Однако же я чувствовал некоторое внутреннее смущение, несмотря на шутки, привычно срывавшиеся с моего языка. Красота князя и необычность его фантастической жизни, вопреки отрубленным головам, возбудили женское воображение. Большая Люцинда, маленькая Анна и даже толстая Регина не скрывали, что они в него безумно влюблены. Скромная Империа, когда к ней стали приставать с вопросами, отвечала с той загадочной улыбкой, которая являлась у нее в некоторых случаях:

— Я солгала бы, если бы сказала вам, что не нахожу этого палладина великолепным верхом на его лошади. Когда он с нее слезает, а особенно когда он говорит по-французски, он немного теряет. Такому человеку следовало бы говорить только на языке легендарных времен, но, конечно, не его вина в том, что он родился в наше время. Вчера я была чересчур утомлена для того, чтобы смотреть на него; сегодня же я его рассмотрела и, если он останется таким же, каким он кажется теперь, то есть тассовским Танкредом на подкладке гомеровского Аякса, я скажу, как и мои подруги, что он настоящий идеал, но…

— Но что? — сказал Белламар.

— Но красота, поражающая глаза, — продолжала она, — обладает только мимолетным обаянием: глаза не всегда бывают выразителями души.

Мне показалось, что она взглянула на меня, и это меня раздосадовало: с возвращением здоровья во мне снова пробуждалась любовь, и я не мог заснуть. Так как Леон тоже не спал, я спросил его, чтобы отвлечься от своей личной тревоги, заметил ли он энтузиазм Анны по адресу нашего хозяина.
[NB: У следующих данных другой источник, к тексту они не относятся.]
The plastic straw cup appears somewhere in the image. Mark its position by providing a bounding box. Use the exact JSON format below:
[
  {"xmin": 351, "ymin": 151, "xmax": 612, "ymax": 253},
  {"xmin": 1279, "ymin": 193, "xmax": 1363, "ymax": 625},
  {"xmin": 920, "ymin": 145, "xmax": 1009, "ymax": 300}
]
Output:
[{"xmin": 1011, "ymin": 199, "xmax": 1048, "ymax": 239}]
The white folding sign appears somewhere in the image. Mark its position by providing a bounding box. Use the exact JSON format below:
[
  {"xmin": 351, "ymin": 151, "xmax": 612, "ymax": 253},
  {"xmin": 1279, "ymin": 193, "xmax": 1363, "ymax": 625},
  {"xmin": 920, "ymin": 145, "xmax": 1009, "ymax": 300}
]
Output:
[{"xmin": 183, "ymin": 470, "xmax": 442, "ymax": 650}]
Он отвечал мне таким резким тоном, что я удивился.

— Что ты имеешь против меня? — сказал я ему.

— Против тебя? — отвечал он. — Да ровно ничего! Я зол на женщин вообще и на ту, которую ты сейчас назвал, в особенности. Она самая легкомысленная и самая тщеславная из всех.

— Не все ли тебе равно? Это только смешно. Ты ее не любишь и никогда не любил.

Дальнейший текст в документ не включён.